There is no one-size-fits-all for supporting people living with dementia. It can be a lot of trial and error as a caregiver, especially with communication. For Schulz, she says she observes her father's non-verbal behaviours to connect with him.

"My dad was never a really huggy person. He's now in a wheelchair, and when he's rocking, I know that either he's irritated or he's trying to self-soothe himself. So you know, touch — putting my hand on his knee or rubbing his shoulder — smiling, looking at him directly (are) types of things where I get the most positive results in our interactions."

Reconnecting with the past

One of many fond memories Schulz has while supporting her father has been about reconnecting with their Métis identities. 
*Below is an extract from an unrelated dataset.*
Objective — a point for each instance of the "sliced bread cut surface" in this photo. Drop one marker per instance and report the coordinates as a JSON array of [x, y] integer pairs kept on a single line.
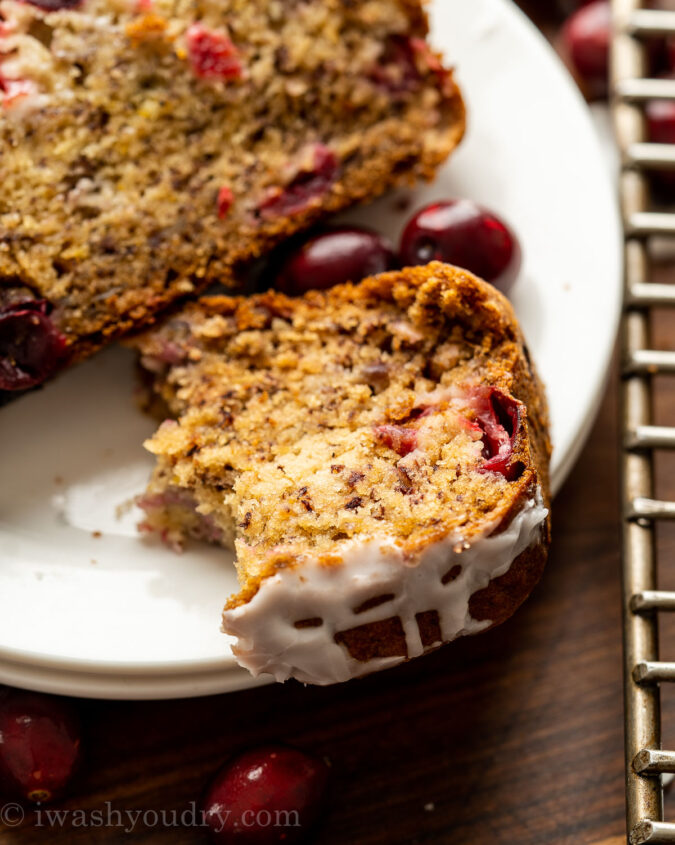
[[148, 146], [376, 454]]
This is because she only learned about her heritage in her teen years. And still, it was a rare topic of conversation in the household.

"My dad never talked about his Indigenous ancestry until his Alzheimer's was progressing. I'll never forget the first time he said to a health-care provider, 'I am Métis.' And I remember, it just hit me in the heart," she recalls.

"He lived up in the Northwest Territories when he was younger — and so he talked, and I was able to record some of his storytelling. Going from not ever talking about it to now sharing stories, it brings pride."

As a result of her father talking about their ancestry, Schulz became interested in learning about how dementia can impact Indigenous peoples.

"That's kind of taken me on my own (journey), doing a little bit of research and some reading. I think it's so important that we look at the history of Indigenous people, and how that impacts the behaviours."

Despite her own grief as both caregiver and daughter, Schulz is grateful she's able to spend time with her father.

"I feel like our relationship is definitely the most rewarding thing for me. We may not have had a relationship like this."